The order of magnitude of the location parameter, location = 2.84, is reasonable according to the histogram plotted in task 3.1. In the histogram of the maxima, the highest value of the density (the mode) is around 2.5. Therefore, a location parameter close to 2.5 is reasonable.
Task 4.2:
Assess the goodness of fit of the selected distribution using the exceedance probability plot in semi-log scale.
Consider the following questions:
- How well do the probabilities of the fitted distribution match the empirical distribution? Is there an over- or under-prediction?

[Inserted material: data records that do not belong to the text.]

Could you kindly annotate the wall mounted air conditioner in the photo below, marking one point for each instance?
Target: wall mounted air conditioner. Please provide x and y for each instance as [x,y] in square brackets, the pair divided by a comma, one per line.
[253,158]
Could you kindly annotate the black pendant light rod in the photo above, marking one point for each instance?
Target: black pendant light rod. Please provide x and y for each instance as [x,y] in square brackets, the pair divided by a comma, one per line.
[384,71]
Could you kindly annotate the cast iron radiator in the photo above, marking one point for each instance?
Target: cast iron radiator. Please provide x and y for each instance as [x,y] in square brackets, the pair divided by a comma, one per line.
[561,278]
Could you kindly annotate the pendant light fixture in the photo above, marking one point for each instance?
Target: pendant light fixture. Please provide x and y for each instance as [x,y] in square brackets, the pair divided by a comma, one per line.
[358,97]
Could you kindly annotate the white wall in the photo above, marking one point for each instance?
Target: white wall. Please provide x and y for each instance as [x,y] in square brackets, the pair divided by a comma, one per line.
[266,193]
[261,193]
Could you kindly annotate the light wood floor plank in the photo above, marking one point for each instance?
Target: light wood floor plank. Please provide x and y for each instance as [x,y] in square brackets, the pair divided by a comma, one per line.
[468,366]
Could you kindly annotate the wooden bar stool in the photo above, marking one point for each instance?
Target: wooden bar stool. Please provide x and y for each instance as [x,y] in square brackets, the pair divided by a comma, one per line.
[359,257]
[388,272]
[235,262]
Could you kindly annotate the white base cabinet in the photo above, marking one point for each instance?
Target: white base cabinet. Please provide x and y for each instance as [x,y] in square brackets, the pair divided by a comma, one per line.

- Is the tail type of this GEV distribution appropriate for the data?
def ecdf(var):
x = np.sort(var)
n = x.size
y = np.arange(1, n+1) / (n+1)
return [y, x]
x = np.linspace(0, 18, 100)
fig, axes = plt.subplots(1,1, figsize=(5,4), layout='constrained')
axes.step(ecdf(data['Chla'].iloc[weekly_max])[1],
1-ecdf(data['Chla'].iloc[weekly_max])[0],
'cornflowerblue', label = 'Weekly maxima')
axes.plot(x, 1-stats.genextreme.cdf(x, *params), 'k--', label = 'GEV fit')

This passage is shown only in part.